28 花式作死第二十七式:

十幾年前。

祁和第一次見到女天子, 是在母親姜嘉婉與外祖母姜高氏的陪伴下,她們一左一右,牽着他始終沒有褪去嬰兒肥的小肉手, 堅持陪他走過了漫長的宮道。

因為她們覺得祁和會害怕。

如果不是祁和一再表示,她們甚至會選擇直接抱着他入宮面聖。

“我不害怕。”、“不, 你害怕。”版的真實寫照。大人在孩子面前總是會保護欲爆棚, 祁和一方面覺得挺困擾的,一方面又……控制不住的開心, 他喜歡這種被人關心着、照顧着的感覺。

她們就像是護送一件國家寶藏般, 小心翼翼的将他送到了女天子面前。

天子穿了身再鄭重不過的衮冕, 那是只有在天子進行祭天、宗廟等重大活動時才會穿戴的吉服,基本就是冕、中單以及纁裳的配套組合,層層疊疊, 極具威嚴。

據《啓禮》所言:“天子着青衣。”導致祁和那個時代有個類似于“只有皇帝才愛綠帽子”的笑話,但是當他真正見到穿着這一身的女天子後,祁和只感覺到了一種撲面而來的貴氣。青色與銀色交織, 左右繡日月星辰,上下拓金木水火, 搭配十二旒的冕冠, 她便是這天下的王。

女天子是溫柔的,也是善解人意的, 甚至帶着一絲與常人無異的親切。在注意到祁和的目光一直随着她搭垂在兩肩的山河帶擺動後,她直接笑着抱過小小的祁和,把帶子的一角塞到了他的手裏,任由他把玩。

“陛下……”

“這怎麽可以……”

姜老夫人與祁夫人齊聲驚呼。

只有女天子笑着擺了擺手, 覺得這沒什麽大不了:“你們太緊張了,我又不是要把我的帽子給他。”

大啓迷信“大人戴高帽”, 官位越大的人,便會戴越高的帽子。天子無疑是這個天下最大的官,她有一頂看上去就讓人替她的脖頸和額頭心疼的高帽子。帽子的兩邊綴着的便是被稱為山河帶的玄色系帶,稍微用力一拽,總會給人危危險險的感覺。

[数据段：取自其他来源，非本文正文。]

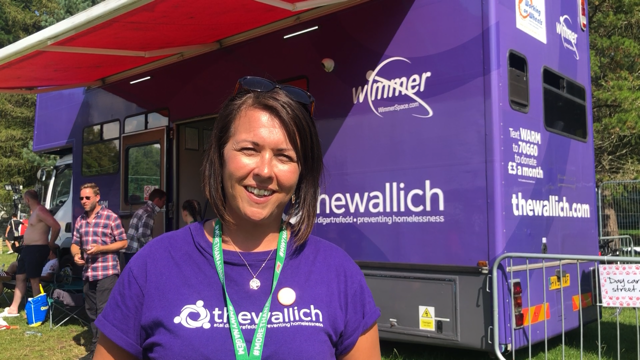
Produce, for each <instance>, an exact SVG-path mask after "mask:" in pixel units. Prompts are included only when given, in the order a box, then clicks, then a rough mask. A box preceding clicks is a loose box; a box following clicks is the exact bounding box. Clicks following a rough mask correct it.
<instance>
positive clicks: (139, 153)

人人都很想要得到這頂高帽子,無所謂它看上去有多麽不舒服。

祁和終于想起來了,那個時候的女天子很喜歡說笑話,無論是多冷的玩笑,她身後總有宮女、內侍配合地哈哈大笑。哪怕是與女天子親密如斯的姜嘉婉,也會跟着笑兩句,不是畏懼于天子威嚴,只是希望天子能夠真正地開心。

唯有姜老夫人會無奈又寵溺地道一句:“陛下……”

她們沒有辦法幫她擺脫囚禁了她一輩子的枷鎖,至少她們可以想辦法讓她稍微不那麽難受一點。

女天子也明顯很愛她的家人,因為這是她僅有的了。第一次見到僅有三歲的祁和,她就不僅給予了無數的賞賜,還一直緊緊地将他抱在懷裏,宛如他是她唯一的珍寶。

“終于又見面了啊。”她這樣對他說。

祁和當時就應該問,咱們以前見過嗎?我這是第一次入京啊。但,很可惜,他當時被其他事情所困擾,沒能深思。

祁和作為一個活了兩輩子的人,對于這樣坐在一個陌生女性的懷裏,特別對方還是一國之主的情況下,感覺十分不适。他渾身僵硬,手腳都不知道該放在哪裏才算合适,生怕冒犯到了天子。最後只能不斷地自我催眠,他就是一個莫得知覺的木偶,随便天子擺弄。把山河帶塞到他手裏,他就抓着帶子,再沒有其他動作。

其他人看着三頭身的祁小和,宛如石化在了天子的懷裏,都情不自禁發出了善意的笑聲,在沒有比小孩子非要假裝成熟大人更可愛的了。

祁和慢了一拍,不明白大家為什麽笑,就也跟着笑了笑,但那個時候大家已經笑完了。

“噗。”女天子終于也忍俊不禁,抱着祁和就想一頓親,怎麽能這麽可愛啊。但祁和卻像是一只哪怕被主人架着雙臂,也要使勁兒左右擺頭拒絕被親的小奶貓,用生動的表情诠釋了什麽叫“你要是真敢親,我就敢生無可戀給你看”。

天子問他:“阿和開心嗎?”

祁和點點頭,雙眼直勾勾地仰望着天子,實話實說:“特別開心。”

在現代,祁和是個沒有父母緣的孤兒,回到古代終于有了如此喜歡他的家人,他當然開心。無論是嚴肅正經的爹,還是溫柔小意的娘,在祁和看來都像是做夢一樣。哪怕是總對他百般看不順眼的大哥,在祁和看來都是很好逗弄的小傲嬌。眼前的一切,就是他的夢寐以求。

“啊,只喜歡爹娘嗎?”女天子假裝傷心,可憐兮兮地看着祁和,“不喜歡毑母與姨母?”

明知道這是華夏上下幾千年傳統的哄小孩套路,但祁和還是努力地解釋了一下:“也喜歡毑母,喜歡姨母。”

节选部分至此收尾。